Using Unicode in fancyvrb’s VerbatimOut
Asked Answered
R

5

7

Problem

VerbatimOut from the “fancyvrb” package doesn’t play nicely with UTF-8 characters.

Minimal working example:

\documentclass{minimal}
\usepackage[utf8]{inputenc}
\usepackage[T1]{fontenc}
\usepackage{fancyvrb}

\begin{document}
\begin{VerbatimOut}{\jobname.test}
é
\end{VerbatimOut}

\input{\jobname.test}
\end{document}

Error message

When compiled using pdflatex mini, this gives the error

File ended while scanning use of \UTFviii@three@octets.

A different error occurs when the sole occurrence of é above is replaced by something else, e.g. é */:

Package inputenc Error: Unicode char \u8:### not set up for use with LaTeX.

– indicating that in this case, LaTeX succeeds in reading a multi-byte UTF-8 character, but not knowing what to do with it (i.e. it’s the wrong character).

In fact, when I open the produced .test file manually, it contains the character é, but in Latin-1 encoding!

Proof: when I open the files in a hex editor, I get the following:

  • Original file: C3 A9 (corresponds to LATIN SMALL LETTER E WITH ACUTE in UTF-8)
  • Written file: E9 (corresponds to é in Latin-1)

Question

How to set VerbatimOut up correctly?

filecontents* (from “filecontents”) shows that it can work.
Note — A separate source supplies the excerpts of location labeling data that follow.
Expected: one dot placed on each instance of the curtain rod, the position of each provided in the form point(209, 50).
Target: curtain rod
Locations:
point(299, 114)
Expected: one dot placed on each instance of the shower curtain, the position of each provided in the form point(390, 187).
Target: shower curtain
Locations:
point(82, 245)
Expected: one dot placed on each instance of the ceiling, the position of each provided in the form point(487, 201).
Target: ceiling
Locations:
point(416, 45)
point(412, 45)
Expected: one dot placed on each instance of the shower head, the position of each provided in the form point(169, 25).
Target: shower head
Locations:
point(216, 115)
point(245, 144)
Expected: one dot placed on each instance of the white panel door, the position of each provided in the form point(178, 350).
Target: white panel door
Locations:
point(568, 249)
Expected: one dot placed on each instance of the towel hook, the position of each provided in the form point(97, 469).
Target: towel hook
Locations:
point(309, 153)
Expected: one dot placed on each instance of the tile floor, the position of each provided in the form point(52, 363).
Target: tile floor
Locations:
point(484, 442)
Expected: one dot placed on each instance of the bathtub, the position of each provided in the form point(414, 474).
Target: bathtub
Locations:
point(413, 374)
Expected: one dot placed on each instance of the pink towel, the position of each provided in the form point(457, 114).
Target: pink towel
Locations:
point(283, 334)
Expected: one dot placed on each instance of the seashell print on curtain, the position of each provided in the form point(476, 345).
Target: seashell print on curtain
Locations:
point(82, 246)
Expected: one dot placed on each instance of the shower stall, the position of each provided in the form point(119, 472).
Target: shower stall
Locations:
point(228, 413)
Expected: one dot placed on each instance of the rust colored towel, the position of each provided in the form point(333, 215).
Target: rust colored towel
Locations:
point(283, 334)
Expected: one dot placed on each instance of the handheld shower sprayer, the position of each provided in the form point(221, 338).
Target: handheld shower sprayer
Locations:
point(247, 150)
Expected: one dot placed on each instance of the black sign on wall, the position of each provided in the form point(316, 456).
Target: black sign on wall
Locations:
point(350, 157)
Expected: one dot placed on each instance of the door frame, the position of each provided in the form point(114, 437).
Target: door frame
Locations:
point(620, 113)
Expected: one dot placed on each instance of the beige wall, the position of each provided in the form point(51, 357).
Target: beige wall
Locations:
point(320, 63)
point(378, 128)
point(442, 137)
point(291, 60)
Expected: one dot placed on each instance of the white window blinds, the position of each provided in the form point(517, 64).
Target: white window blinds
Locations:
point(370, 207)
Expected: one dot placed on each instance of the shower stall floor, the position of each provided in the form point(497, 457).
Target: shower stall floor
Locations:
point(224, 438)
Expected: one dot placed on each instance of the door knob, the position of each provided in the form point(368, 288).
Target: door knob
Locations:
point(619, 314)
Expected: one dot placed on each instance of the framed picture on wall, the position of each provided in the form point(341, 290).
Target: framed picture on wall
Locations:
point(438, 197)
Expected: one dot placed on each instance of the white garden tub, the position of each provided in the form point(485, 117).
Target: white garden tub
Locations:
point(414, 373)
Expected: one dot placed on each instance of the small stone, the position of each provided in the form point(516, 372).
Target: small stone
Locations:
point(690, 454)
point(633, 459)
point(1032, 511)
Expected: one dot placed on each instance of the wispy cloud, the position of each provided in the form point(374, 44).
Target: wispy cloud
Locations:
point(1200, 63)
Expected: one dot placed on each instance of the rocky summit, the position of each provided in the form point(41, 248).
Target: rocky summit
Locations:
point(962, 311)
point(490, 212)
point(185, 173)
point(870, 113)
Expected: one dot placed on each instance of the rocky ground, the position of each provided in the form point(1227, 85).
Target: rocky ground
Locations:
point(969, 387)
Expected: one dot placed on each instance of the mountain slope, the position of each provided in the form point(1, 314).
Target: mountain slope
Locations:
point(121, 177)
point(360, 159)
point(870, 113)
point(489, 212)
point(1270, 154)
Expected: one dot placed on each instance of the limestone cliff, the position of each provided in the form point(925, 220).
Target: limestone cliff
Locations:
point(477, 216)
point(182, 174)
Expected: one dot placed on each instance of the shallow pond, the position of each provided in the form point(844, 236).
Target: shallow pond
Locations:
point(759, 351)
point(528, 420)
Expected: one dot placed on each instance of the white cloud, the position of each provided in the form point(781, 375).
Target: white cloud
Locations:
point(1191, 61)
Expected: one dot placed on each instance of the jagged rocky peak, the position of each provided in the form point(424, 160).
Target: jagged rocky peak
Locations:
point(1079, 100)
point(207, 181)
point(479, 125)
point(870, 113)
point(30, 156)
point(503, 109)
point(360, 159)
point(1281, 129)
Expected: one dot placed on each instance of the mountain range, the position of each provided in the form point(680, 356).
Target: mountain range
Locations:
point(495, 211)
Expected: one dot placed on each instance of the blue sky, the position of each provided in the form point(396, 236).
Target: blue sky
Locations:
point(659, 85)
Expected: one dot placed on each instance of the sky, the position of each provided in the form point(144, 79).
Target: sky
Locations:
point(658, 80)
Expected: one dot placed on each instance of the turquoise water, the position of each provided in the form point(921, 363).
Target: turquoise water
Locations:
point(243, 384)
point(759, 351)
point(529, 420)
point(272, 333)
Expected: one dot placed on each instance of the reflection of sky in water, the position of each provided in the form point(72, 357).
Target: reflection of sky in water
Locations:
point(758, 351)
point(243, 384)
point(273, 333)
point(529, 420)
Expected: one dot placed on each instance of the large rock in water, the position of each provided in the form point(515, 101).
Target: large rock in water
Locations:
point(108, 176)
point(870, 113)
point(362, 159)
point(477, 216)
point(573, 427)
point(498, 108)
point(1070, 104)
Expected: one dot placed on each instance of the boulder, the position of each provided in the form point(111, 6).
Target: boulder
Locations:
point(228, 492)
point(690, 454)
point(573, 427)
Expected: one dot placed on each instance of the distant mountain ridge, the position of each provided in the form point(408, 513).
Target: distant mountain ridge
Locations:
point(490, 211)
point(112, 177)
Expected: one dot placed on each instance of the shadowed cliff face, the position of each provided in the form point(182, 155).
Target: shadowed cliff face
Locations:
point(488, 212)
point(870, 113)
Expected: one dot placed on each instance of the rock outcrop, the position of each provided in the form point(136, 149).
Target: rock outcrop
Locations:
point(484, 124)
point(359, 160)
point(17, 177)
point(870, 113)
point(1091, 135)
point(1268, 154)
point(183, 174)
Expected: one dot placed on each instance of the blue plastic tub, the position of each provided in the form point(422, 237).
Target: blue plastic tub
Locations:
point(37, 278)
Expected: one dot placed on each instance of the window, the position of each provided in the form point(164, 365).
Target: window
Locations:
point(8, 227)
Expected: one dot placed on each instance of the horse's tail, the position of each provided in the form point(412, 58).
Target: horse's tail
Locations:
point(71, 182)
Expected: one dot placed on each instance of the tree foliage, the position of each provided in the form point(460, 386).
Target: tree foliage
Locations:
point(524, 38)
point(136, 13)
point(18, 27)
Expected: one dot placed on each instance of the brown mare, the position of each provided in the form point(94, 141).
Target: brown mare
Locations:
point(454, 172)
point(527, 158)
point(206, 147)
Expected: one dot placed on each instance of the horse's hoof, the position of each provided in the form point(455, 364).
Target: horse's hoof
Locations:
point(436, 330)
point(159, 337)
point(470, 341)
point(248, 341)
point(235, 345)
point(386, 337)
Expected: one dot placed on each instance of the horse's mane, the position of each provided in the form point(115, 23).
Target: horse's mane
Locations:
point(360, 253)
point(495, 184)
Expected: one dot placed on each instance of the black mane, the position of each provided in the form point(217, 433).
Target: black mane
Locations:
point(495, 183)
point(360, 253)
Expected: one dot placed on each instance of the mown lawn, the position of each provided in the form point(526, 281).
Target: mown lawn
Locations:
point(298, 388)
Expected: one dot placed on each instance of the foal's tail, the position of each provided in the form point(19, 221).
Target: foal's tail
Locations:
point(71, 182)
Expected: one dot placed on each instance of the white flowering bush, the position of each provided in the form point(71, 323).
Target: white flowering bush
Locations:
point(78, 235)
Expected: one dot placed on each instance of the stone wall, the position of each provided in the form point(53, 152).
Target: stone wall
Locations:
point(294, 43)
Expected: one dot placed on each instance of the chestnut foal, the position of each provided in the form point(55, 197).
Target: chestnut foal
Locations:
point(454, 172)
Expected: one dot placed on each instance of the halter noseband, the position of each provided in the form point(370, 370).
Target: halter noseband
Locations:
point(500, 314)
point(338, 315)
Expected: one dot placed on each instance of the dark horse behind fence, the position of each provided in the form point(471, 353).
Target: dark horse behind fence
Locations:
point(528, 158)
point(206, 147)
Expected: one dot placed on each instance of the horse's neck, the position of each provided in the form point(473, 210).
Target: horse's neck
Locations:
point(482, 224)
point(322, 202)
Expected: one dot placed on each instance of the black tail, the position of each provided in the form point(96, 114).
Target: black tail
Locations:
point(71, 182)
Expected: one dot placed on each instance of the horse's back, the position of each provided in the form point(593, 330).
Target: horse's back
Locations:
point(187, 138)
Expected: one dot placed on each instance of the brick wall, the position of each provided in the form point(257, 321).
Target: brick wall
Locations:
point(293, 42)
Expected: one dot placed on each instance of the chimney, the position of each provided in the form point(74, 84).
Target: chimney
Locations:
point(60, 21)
Unfortunately, I don’t understand either code so I cannot fix fancyvrb’s code by replicating the logic from filecontents manually.

I also cannot use filecontents* instead of VerbatimOut because the former doesn’t work within a \newenvironment, while the latter does.

(Oh, by the way: vanilla Verbatim instead of VerbatimOut also works as expected. The error seems to occur when writing the file, not when reading the verbatim input)

Rickart answered 25/1, 2010 at 14:34 Comment(0)
O
4

Is your end goal to write symbols and accents in Verbatim? Because you can do that like this:

\documentclass{article}
\usepackage{fancyvrb}
\begin{document}
\begin{Verbatim}[commandchars=\\\{\}]
\'{e} \~{e} \`{e} \^{e}
\end{Verbatim}
\end{document}

The commandchars option allows the \ { } characters to work as they normally would.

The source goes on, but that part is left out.